Things are looking a little different in restaurants as we roll into spring. New disruptors—tech developments, new ways of ideating and more—are shaking up the industry norms. Hosts are taking a techy edge, shrinking wine lists seem less daunting and those interested in testing out a concept don’t have to jump in full-force to see if their concept has legs. Here’s a look at some trends reshaping the biz.
1. 'Reservation agent on board'
BMW will roll out the capability in the next few months for drivers to use their onboard navigation system to find and book a restaurant with voice requests. General Motors began partnering with Groupon and ExxonMobil to offer dining coupons through its OnStar RemoteLink app.

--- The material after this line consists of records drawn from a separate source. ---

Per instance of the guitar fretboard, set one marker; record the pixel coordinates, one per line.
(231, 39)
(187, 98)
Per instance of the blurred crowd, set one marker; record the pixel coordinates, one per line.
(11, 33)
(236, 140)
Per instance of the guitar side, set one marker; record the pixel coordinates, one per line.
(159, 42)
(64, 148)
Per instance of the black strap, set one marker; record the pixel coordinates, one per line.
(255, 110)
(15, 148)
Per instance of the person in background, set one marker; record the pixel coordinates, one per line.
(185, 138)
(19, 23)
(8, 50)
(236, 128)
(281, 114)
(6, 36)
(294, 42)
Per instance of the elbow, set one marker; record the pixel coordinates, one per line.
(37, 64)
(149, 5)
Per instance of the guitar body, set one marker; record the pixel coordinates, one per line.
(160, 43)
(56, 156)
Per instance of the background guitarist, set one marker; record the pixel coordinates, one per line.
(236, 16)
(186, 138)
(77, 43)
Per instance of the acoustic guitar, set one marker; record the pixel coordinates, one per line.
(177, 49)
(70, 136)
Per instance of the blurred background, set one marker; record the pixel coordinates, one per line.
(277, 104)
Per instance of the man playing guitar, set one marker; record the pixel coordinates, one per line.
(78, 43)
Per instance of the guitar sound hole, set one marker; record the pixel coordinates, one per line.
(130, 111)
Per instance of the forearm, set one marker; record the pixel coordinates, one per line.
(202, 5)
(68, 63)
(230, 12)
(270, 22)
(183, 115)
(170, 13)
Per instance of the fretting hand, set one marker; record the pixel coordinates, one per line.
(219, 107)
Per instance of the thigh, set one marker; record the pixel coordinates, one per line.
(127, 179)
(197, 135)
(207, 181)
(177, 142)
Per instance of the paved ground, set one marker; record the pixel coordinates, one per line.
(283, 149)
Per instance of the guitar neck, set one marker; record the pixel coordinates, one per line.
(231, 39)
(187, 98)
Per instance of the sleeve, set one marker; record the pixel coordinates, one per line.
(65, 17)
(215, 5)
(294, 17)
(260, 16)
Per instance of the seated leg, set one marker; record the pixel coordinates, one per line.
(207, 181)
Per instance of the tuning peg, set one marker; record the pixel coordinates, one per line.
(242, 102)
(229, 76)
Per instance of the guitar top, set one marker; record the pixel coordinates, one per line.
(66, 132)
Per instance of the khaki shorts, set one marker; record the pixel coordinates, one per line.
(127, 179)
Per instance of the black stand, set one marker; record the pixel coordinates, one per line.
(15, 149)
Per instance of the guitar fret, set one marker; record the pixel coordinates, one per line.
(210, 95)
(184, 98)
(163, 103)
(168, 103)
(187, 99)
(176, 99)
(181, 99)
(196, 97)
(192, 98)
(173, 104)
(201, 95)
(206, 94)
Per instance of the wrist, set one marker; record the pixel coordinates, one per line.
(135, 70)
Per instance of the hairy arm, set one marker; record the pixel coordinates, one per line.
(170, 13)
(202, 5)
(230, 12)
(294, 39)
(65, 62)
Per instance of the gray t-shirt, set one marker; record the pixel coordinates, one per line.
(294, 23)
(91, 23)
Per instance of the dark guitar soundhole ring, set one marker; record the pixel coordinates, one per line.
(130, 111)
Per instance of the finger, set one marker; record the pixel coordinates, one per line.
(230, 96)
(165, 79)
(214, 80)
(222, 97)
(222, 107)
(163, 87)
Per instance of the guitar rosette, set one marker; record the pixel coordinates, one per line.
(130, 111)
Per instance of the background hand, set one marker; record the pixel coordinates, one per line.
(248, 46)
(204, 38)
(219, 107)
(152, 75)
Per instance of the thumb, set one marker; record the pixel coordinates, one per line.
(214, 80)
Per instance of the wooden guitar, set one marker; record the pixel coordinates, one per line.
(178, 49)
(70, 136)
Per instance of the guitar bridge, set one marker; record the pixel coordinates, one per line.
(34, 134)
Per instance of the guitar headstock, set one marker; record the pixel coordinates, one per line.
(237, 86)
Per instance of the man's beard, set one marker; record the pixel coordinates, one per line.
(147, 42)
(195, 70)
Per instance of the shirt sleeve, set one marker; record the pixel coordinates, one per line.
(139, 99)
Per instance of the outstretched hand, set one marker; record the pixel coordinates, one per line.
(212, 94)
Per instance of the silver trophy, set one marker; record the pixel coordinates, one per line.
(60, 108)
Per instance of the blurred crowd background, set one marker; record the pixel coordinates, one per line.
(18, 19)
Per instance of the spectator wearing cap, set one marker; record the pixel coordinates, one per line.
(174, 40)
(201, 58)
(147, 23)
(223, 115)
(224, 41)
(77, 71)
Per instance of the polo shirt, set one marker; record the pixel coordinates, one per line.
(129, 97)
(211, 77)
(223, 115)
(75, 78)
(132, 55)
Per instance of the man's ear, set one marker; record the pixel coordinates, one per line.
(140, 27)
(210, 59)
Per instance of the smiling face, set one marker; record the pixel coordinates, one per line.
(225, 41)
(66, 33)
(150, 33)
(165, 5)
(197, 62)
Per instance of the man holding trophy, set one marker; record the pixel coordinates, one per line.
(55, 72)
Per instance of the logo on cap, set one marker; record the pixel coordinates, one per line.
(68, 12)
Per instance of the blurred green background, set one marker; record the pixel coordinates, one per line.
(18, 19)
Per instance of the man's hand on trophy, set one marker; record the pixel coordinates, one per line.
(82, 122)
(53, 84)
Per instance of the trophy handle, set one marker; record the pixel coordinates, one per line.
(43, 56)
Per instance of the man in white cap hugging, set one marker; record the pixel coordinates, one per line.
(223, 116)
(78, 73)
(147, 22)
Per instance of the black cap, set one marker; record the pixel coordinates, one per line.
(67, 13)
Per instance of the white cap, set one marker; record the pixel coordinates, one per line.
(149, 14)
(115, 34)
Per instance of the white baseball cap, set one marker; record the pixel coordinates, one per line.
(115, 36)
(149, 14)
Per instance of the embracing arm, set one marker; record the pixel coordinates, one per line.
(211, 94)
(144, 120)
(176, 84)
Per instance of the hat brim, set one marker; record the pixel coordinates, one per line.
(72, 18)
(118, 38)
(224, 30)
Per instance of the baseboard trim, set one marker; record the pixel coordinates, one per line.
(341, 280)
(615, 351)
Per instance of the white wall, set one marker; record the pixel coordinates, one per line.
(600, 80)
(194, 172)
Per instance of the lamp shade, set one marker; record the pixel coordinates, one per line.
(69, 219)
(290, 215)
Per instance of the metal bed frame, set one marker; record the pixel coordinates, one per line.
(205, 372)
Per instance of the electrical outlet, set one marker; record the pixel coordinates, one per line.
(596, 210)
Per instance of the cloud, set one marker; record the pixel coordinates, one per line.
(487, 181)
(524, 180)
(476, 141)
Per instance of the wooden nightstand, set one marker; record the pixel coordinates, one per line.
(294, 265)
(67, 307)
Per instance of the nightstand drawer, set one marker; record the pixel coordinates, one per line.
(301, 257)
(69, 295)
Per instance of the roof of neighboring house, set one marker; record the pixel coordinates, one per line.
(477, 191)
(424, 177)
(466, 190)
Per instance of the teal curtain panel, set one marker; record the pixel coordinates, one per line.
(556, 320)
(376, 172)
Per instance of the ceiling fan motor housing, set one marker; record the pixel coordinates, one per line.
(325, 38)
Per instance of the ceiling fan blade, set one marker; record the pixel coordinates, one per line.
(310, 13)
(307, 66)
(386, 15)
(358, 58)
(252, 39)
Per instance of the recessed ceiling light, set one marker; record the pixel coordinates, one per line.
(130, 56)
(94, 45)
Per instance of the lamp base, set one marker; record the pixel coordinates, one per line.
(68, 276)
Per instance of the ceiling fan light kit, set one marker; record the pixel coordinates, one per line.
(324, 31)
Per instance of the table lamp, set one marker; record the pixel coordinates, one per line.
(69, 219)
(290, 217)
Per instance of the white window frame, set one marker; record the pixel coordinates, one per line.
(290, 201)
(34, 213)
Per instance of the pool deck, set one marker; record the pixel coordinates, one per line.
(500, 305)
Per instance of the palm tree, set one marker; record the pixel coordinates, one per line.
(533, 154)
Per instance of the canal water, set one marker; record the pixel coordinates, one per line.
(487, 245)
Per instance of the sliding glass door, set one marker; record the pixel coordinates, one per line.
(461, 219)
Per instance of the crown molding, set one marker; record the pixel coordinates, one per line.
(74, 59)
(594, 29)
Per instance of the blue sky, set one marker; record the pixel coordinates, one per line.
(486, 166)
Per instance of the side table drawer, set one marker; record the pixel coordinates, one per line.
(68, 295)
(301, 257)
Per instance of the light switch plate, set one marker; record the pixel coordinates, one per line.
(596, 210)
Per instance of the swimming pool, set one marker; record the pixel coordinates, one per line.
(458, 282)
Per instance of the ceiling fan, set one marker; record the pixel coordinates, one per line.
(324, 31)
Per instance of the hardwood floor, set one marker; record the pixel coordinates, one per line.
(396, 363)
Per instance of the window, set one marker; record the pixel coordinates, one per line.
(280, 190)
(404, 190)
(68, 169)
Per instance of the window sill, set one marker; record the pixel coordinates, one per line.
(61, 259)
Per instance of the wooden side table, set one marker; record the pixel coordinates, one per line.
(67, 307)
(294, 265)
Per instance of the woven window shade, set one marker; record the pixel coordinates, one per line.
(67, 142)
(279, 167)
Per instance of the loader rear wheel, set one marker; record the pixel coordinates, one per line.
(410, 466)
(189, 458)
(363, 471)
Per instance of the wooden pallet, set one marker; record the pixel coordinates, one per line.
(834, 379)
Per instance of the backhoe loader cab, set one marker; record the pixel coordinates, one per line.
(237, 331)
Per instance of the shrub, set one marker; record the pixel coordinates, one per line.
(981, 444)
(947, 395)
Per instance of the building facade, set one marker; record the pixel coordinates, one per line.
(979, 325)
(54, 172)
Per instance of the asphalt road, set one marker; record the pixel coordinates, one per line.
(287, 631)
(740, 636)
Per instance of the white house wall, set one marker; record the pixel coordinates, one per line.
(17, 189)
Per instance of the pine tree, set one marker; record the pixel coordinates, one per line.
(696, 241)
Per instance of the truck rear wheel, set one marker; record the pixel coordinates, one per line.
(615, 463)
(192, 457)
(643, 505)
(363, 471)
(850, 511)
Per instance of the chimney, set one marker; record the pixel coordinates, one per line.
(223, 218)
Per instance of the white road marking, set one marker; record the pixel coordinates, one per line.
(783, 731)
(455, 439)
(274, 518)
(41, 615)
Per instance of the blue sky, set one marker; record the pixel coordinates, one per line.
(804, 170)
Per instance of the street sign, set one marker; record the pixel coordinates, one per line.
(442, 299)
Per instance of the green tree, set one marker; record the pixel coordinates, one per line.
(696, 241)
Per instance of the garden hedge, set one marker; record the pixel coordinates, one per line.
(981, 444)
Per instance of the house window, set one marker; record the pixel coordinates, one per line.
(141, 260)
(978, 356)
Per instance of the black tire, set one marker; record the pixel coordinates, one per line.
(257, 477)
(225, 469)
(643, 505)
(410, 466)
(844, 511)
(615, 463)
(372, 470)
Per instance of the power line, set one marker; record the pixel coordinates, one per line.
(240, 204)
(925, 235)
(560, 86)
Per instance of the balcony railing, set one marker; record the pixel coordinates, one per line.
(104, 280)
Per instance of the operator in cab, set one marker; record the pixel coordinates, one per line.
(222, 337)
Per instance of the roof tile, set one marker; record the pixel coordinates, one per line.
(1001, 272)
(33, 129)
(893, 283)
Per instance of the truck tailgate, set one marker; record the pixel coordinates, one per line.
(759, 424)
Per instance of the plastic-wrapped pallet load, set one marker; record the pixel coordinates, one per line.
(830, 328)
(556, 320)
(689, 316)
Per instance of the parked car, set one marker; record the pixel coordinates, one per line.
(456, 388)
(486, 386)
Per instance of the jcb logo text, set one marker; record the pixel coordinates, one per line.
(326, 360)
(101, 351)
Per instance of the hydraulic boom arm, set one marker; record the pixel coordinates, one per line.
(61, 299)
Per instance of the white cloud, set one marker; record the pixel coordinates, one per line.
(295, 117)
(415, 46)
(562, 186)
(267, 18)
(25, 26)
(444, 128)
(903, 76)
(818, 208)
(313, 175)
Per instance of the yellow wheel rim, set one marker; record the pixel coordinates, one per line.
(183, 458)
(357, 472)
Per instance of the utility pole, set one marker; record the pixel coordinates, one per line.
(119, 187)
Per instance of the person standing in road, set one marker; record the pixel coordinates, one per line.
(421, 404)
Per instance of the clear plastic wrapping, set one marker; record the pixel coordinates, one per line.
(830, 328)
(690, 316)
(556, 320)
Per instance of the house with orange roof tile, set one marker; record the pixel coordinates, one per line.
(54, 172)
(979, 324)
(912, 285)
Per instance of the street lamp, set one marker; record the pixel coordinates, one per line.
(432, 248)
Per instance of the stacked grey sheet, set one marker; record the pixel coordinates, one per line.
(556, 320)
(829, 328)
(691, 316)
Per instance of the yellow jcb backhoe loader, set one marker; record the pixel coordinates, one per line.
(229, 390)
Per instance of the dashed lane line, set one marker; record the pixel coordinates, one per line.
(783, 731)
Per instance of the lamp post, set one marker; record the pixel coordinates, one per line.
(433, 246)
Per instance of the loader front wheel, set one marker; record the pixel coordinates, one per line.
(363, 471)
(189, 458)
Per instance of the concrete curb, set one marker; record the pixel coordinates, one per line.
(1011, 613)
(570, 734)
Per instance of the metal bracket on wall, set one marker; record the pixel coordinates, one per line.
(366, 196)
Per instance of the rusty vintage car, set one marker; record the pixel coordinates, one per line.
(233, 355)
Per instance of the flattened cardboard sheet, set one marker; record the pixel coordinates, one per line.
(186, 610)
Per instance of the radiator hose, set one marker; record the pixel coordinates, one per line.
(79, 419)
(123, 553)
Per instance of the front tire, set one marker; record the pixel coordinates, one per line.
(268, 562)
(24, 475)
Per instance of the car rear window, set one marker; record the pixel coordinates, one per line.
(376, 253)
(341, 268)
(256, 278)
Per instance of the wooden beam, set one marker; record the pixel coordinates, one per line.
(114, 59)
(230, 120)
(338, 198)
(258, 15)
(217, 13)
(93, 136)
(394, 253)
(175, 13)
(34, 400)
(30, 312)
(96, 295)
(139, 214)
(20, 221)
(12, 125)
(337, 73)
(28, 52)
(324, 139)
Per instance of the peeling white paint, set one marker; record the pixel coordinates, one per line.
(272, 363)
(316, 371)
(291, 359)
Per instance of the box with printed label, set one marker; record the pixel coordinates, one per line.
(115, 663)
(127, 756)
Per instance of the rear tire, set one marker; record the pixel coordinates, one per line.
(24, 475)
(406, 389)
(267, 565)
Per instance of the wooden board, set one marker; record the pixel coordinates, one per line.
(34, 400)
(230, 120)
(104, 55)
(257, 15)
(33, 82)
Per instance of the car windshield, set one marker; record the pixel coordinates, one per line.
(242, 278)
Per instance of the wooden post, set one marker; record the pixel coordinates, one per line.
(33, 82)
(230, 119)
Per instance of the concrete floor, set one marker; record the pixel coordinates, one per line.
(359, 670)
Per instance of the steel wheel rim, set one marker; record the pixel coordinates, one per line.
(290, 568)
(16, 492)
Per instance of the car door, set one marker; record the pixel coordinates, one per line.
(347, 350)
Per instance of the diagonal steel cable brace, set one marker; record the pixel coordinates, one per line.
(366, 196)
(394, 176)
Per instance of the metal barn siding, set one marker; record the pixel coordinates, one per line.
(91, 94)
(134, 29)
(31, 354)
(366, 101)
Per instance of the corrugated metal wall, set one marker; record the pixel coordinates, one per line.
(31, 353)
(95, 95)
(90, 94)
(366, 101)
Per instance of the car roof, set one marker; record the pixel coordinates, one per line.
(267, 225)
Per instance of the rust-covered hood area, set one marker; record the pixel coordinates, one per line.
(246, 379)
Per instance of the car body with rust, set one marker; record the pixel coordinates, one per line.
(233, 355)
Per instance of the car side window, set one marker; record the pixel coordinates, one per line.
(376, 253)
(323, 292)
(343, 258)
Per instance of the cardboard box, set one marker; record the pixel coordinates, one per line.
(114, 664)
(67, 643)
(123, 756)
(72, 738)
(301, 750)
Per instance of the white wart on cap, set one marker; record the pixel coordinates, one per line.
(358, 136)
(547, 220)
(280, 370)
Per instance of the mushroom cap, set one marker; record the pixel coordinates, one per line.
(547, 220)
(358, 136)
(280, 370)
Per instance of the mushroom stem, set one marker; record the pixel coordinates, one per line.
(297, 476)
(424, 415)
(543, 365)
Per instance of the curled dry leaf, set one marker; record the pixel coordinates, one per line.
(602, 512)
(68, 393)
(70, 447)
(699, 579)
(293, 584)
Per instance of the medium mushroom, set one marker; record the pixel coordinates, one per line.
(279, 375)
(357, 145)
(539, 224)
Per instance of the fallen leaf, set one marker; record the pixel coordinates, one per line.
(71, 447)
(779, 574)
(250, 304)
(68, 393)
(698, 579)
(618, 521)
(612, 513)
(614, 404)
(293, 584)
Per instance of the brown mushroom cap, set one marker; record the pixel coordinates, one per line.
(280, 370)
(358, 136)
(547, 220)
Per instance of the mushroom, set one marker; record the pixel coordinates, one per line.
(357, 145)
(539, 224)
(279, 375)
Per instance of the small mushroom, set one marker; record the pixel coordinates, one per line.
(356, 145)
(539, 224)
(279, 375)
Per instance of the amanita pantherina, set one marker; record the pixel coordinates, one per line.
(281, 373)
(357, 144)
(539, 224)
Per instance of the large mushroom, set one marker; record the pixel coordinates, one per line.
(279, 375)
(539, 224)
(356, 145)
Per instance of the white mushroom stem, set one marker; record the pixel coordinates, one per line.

2. Precisely pruned wine lists
Many beverage programs are discarding the lengthy wine book for fewer yet carefully curated selections. Chef-driven American restaurant Alter in Miami offers two wine lists. The first is a short list on the food menu focusing on pairings; the second, longer list is available upon request. Southern restaurant Olamaie in Austin serves only 24 all-American bottles.
3. Test and comissary kitchens go communal
The incubator kitchen, a shared commercial space, might be the next iteration of commissary kitchens. Findlay Kitchen, a new 8,000-square-foot incubator kitchen in Cincinnati, intends to nix entrance barriers for new concepts. Jonnetta Patton, the mom of R&B artist Usher, has the same goal with her Atlanta incubator. In Washington, D.C., Union Kitchen provides restaurants with a test kitchen so they can develop recipes without taxing their working back of the house.